E l presidente de Brasil no deja de sorprender por su capacidad de vivir en una realidad paralela, construida por él mismo, pero que nadie más comprende. El coronavirus no es la excepción. Después de proponer que vuelvan las clases y se normalice la actividad, ayer ratificó su interés por la economía más que por la salud.

"Brasil no puede acabar", escribió Jair Bolsonaro en Twitter, mensaje que acompañó con una foto junto al presidente yanqui, Donald Trump, con quien se reunió el 7 de marzo en Florida. Además, advirtió que "si las empresas no producen, no pagarán salarios, si la economía colapsa, los empleados tampoco van a cobrar" y pidió "abrir el comercio y hacer todo lo posible para preservar la salud de los ancianos".

Por otra parte, también se refirió al "horizonte de caos" al que se podría enfrentar el país, con saqueos y violencia callejera. "El caos está en nuestra cara. Podemos tener saqueos. Vamos a tener caos y virus: necesitamos que el pueblo vuelva a trabajar. Los gobernadores son irresponsables en parar la economía con sus medidas", dijo el mandatario al salir de la residencia presidencial, el Palacio de la Alvorada.

"El virus ha llegado, lo estamos enfrentando y pronto pasará. Nuestras vidas deben continuar, los trabajos deben mantenerse, el sustento de las familias debe preservarse. Debemos volver a la normalidad", concluyó.

Estas declaraciones llegaron luego del polémico discurso que brindó el martes por la noche en cadena nacional, en el que el mandatario criticó a los gobernadores que establecieron la cuarentena y se refirió al coronavirus como una "gripecita".

"Lo que está sucediendo en el mundo ha demostrado que el grupo de riesgo es el de las personas mayores de 60 años. Entonces, ¿por qué cerrar las escuelas?", se preguntó y afirmó que si él mismo se contagiara "sería una pequeña gripe o un pequeño resfrío" y no "la histeria y el pánico que los medios diseminaron".

Le soltaron la mano

Los 27 gobernadores de Brasil se reunieron ayer para determinar el futuro político del país, luego de la crisis que desató Bolsonaro por oponerse a las restricciones. "La reunión ocurrió dada la gravedad de la situación del país y el comportamiento del presidente", comentó el gobernador de San Pablo, Joao Doria. En ese marco, dos de los aliados derechistas más fuertes del jefe de Estado, Rolando Caiado, de Goias, y Moisés Da Silva, de Santa Catarina, le quitaron el apoyo.
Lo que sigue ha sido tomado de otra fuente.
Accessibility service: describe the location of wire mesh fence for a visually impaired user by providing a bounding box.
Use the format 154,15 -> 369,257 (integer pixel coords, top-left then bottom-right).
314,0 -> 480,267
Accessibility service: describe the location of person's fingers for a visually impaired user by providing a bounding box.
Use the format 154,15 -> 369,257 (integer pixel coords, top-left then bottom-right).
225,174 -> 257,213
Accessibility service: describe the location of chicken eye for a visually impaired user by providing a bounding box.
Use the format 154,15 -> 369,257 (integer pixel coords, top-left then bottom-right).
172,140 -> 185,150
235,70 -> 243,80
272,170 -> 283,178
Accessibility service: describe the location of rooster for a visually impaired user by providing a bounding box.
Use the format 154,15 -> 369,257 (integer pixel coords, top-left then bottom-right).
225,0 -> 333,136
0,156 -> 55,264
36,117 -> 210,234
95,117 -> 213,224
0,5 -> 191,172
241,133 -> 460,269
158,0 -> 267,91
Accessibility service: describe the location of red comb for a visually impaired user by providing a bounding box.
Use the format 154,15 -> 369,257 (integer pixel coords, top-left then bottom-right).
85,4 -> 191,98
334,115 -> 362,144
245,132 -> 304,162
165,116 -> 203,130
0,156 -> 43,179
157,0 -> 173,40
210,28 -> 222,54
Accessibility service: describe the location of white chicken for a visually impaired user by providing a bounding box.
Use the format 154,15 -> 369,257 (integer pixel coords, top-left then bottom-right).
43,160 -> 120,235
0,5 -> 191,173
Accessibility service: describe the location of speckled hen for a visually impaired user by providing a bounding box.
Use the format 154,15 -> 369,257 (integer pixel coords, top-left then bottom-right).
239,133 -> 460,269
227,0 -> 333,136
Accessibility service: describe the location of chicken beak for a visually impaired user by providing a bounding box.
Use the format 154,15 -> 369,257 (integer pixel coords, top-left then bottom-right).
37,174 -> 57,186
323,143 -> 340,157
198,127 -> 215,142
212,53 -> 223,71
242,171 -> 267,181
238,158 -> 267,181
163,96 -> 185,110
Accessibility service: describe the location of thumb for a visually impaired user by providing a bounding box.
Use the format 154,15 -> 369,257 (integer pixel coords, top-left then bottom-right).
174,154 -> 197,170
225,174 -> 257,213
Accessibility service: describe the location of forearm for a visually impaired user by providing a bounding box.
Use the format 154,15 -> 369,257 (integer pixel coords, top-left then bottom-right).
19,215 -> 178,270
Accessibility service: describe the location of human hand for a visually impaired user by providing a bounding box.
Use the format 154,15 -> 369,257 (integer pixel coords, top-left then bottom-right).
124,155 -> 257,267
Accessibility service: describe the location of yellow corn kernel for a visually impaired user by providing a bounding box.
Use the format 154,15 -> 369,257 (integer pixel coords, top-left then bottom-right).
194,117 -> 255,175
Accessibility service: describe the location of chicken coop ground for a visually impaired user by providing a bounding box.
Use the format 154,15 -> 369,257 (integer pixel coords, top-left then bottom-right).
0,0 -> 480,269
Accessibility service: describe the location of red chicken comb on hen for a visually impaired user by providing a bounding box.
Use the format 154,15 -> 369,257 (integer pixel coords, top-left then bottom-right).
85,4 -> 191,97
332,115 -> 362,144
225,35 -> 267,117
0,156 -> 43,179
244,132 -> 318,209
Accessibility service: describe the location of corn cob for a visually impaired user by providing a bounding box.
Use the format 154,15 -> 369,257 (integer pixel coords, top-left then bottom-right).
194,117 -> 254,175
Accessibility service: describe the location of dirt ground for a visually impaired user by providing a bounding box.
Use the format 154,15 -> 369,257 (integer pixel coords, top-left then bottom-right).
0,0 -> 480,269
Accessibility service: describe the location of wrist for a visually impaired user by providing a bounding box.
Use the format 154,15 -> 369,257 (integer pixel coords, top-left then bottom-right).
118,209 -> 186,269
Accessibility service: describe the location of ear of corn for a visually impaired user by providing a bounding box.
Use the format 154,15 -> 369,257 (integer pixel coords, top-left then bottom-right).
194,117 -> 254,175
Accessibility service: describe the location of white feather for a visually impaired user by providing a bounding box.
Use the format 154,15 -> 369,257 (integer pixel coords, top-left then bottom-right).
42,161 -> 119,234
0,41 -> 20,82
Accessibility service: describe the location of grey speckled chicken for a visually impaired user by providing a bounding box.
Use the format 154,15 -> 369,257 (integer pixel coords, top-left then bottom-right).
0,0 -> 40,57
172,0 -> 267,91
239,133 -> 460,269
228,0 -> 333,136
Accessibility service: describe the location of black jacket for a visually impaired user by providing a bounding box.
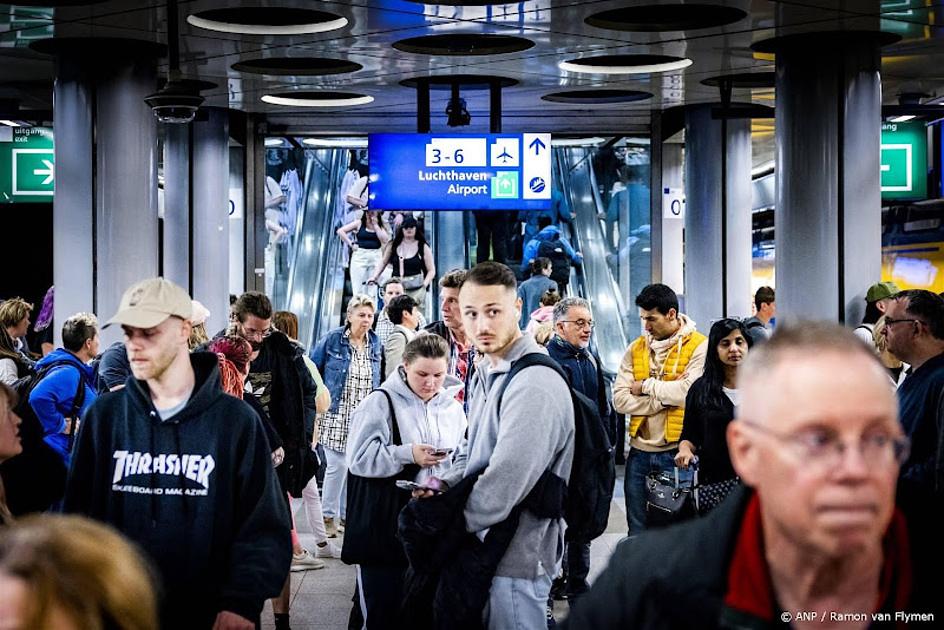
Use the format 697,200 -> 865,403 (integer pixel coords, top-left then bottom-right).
64,353 -> 292,628
399,471 -> 567,630
561,486 -> 940,630
256,332 -> 317,497
679,378 -> 737,483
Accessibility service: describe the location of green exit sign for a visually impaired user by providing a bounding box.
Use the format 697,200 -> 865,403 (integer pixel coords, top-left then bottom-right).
0,127 -> 56,203
881,122 -> 928,199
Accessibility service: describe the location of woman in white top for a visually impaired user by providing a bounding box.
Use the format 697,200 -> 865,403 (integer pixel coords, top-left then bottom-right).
0,326 -> 30,386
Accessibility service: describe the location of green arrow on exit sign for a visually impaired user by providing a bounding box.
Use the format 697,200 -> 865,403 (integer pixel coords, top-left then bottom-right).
12,149 -> 56,196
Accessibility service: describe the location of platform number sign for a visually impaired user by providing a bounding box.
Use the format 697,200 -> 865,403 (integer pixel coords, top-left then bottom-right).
880,122 -> 928,199
0,127 -> 56,203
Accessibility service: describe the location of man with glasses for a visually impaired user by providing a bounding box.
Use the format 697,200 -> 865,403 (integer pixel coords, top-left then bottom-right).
547,297 -> 615,606
565,322 -> 939,629
232,291 -> 317,628
613,284 -> 708,535
885,290 -> 944,544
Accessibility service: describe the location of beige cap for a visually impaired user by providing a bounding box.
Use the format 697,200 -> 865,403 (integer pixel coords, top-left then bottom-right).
105,278 -> 193,328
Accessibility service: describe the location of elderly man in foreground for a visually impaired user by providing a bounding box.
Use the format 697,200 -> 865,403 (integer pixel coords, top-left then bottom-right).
566,323 -> 941,629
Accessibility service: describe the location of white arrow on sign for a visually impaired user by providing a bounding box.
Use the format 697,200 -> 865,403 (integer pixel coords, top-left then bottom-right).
33,160 -> 56,186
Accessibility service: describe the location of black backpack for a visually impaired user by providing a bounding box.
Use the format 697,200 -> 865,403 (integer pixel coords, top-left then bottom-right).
535,239 -> 570,286
0,361 -> 86,516
497,352 -> 616,542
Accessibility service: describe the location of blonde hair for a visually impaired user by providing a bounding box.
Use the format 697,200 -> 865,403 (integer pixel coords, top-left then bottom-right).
0,514 -> 158,630
347,293 -> 377,317
187,324 -> 210,351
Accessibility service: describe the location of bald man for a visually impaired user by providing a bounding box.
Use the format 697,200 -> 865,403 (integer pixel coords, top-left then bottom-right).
565,323 -> 938,630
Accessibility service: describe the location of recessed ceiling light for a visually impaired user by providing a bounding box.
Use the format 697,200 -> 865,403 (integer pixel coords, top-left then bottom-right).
393,33 -> 534,56
302,138 -> 367,149
541,90 -> 652,105
187,7 -> 348,35
232,57 -> 364,76
262,92 -> 374,107
560,55 -> 692,74
584,4 -> 747,33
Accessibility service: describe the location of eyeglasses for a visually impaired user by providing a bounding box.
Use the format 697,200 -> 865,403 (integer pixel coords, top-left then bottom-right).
885,317 -> 924,327
560,319 -> 597,330
740,420 -> 911,470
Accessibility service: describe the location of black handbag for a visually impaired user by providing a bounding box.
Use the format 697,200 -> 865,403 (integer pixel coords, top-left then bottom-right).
646,468 -> 698,527
341,389 -> 420,567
En la misma línea, el jefe del Ejército, el general Edson Pujol, también marcó distanció, al afirmar que la lucha contra el brote de coronavirus será "quizás la mayor misión de esta generación" de militares, por lo que pidió la unión de todos los brasileños.

En un comunicado dirigido a todos los cuarteles, el general Pujol defendió las medidas de restricción y a los médicos del sistema público que trabajan contra la pandemia. "Los integrantes del sistema de salud son nuestros combatientes en la línea de frente", expresó en el mensaje en el que se refiere exclusivamente al Ministerio de Defensa como su máxima autoridad y no menciona en ningún momento al presidente Bolsonaro.